Page:Halek's Stories and Evensongs.pdf/96

From Wikisource
Jump to navigation Jump to search
This page has been proofread, but needs to be validated.

Karla differed from her compeers only in this that she played her part unconsciously and indifferently while the others knew what they were about. Karla only knew that life to her was barren: it little mattered under what form this was brought home to her, now that she had failed to win him whom she had desired.

The indifference, whether she were definitely conscious about it or not, was no secret to her husband. She did not take the trouble to deceive him by devotion. She had not married him on any understanding of the sort, and Hurka was too dissipated to have any feeling that could be outraged. Indeed if she passed Havel’s home with her husband, Pan Hurka permitted her to look longingly towards it, even to breath forth sighs, and never suggested by word or look that she ought to put some restraint upon her reminiscences.

Hurka was occasionally tender, at least he seemed to be so, and that would be enough for many women to make them forget their loneliness. But his tenderness had no effect upon Karla. It was natural to her—was he not her husband?—and if his affection seemed to slacken—was he not harassed by business? Karla cradled her little daughter, a child like a small bud, and what would have raised any other woman to be a madonna only touched her so far that she knew she had a few more agreeable cares to attend to. If it had been Havel who approached the cradle and kissed their little daughter with half the love that Hurka showed I dare say she would have spent the whole day in looking into its blue eyes. Laid by Hurka’s side she sometimes failed to hear its childish wail at night.

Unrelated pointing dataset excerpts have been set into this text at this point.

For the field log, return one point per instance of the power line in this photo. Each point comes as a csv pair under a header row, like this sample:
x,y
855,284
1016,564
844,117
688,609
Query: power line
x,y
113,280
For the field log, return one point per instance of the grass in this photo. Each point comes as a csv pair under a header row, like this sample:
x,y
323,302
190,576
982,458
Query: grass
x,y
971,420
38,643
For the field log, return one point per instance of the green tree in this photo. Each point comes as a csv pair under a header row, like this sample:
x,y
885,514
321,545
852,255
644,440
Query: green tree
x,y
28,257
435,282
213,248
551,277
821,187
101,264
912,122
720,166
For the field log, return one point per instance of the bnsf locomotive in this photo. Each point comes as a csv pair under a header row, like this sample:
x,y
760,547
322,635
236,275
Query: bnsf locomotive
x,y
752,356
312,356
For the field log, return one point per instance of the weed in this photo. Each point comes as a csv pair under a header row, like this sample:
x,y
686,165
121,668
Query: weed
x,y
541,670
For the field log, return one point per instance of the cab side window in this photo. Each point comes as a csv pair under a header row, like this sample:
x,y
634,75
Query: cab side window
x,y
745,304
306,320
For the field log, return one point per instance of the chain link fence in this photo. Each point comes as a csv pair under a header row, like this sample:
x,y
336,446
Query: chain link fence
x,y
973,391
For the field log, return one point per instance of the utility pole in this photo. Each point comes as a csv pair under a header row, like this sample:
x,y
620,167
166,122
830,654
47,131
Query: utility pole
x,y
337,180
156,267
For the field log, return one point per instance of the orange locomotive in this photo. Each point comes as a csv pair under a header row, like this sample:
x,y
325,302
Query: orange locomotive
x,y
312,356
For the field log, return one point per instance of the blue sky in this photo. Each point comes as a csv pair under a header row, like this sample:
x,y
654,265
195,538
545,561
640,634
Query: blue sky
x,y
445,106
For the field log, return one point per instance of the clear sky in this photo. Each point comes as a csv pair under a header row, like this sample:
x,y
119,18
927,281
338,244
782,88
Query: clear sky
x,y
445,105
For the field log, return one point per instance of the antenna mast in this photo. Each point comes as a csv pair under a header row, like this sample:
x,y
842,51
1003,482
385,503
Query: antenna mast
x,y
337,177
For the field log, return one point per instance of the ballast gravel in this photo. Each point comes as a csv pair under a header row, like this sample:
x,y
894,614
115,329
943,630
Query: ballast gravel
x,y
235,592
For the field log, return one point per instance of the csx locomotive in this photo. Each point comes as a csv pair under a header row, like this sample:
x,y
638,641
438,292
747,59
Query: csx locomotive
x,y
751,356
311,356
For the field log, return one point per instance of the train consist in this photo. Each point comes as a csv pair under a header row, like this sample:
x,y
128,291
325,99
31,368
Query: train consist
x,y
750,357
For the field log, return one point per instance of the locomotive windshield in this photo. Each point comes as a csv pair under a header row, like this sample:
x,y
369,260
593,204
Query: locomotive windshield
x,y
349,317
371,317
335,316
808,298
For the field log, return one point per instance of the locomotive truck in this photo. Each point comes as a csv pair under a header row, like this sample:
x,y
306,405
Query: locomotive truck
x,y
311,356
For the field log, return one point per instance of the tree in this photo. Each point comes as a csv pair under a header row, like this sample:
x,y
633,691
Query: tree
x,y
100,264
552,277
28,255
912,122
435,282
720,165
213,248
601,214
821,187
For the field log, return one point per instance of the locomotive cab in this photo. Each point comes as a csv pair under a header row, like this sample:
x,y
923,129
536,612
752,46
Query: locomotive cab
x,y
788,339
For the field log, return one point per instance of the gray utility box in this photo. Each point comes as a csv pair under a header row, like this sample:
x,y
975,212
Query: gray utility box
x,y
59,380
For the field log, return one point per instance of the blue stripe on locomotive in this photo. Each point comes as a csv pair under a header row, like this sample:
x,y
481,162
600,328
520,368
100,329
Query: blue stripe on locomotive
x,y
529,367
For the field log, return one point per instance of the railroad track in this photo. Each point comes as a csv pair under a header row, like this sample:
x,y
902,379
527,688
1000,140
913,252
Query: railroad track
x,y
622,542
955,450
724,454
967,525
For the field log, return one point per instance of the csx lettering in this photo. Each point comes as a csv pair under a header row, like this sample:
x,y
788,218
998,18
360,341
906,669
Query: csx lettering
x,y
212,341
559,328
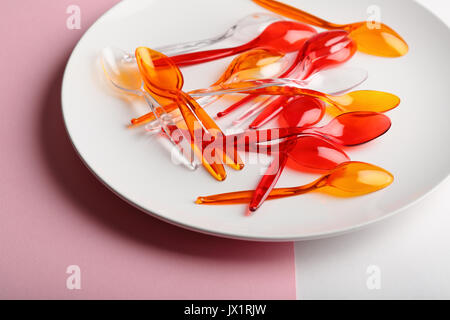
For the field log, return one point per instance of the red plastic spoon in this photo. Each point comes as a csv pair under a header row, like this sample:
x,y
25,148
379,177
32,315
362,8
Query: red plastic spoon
x,y
321,51
283,36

We cannot say that in wedlock such as this any day is likely to become sacred. To both of them the wedding-day was only a day of change of life and from that time nothing occurred which could have exalted their sentiments. Even the birth of a child did not make the day sacred and after that I know not of anything that could have surprised them out of their indifference. Pan Hurka might perhaps have succeeded in some of his speculations, but Karla would certainly have maintained her attitude of indifference.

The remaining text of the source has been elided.